Après la Turquie, c'est au tour de l'Afrique du Sud d'attirer la convoitise du numéro un mondial des opérateurs mobiles, Vodafone. Le géant britannique vient de consacrer 2,4 milliards de dollars à l'acquisition du groupe VenFin, une transaction qui lui permet de mettre la main sur 15 % du principal opérateur sud-africain, Vodacom.
 
Vodafone souffre comme ses concurrents de la saturation du marché et de la guerre des prix que se livrent les opérateurs européens, attisée par l'arrivée des opérateurs virtuels (MVNO) et les contraintes réglementaires.

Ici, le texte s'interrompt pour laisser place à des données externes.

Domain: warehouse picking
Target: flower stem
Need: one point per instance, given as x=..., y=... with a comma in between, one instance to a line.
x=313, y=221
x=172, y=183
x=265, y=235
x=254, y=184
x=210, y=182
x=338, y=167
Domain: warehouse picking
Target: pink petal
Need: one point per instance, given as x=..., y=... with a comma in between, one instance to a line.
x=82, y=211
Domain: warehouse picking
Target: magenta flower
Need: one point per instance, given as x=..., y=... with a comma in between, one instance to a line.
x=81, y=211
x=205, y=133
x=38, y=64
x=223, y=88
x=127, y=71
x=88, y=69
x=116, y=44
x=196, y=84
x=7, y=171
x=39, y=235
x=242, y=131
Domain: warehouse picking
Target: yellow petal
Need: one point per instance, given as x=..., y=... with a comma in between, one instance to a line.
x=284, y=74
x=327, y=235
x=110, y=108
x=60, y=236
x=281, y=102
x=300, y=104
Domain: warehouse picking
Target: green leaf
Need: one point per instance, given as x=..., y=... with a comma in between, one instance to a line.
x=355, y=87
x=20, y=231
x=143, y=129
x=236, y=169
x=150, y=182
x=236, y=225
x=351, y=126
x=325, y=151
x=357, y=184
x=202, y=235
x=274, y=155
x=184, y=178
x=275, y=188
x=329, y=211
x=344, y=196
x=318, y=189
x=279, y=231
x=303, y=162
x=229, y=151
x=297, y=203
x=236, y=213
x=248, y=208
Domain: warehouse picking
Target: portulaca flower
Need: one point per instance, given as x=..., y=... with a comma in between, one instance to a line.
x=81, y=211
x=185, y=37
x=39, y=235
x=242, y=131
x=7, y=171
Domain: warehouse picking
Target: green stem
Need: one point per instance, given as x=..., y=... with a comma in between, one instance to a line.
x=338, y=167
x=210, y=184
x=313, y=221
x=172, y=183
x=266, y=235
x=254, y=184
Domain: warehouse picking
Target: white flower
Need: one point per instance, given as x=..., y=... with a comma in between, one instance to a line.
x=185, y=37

Afin de stimuler sa croissance, Vodafone mise sur les marchés émergents comme la Turquie (rachat de l'opérateur Telsim pour 4,55 milliards de dollars) ou l'Afrique du Sud.
 
Avec cette acquisition, l'opérateur britannique détient 98,7 % du capital économique du groupe VenFin, ainsi que 99,3 % des droits de vote, et met la main sur 15 % supplémentaires du capital de Vodacom, ce qui porte sa part à 50 %. L'autre moitié du capital de Vodacom reste aux mains de Telkom, l'opérateur fixe local.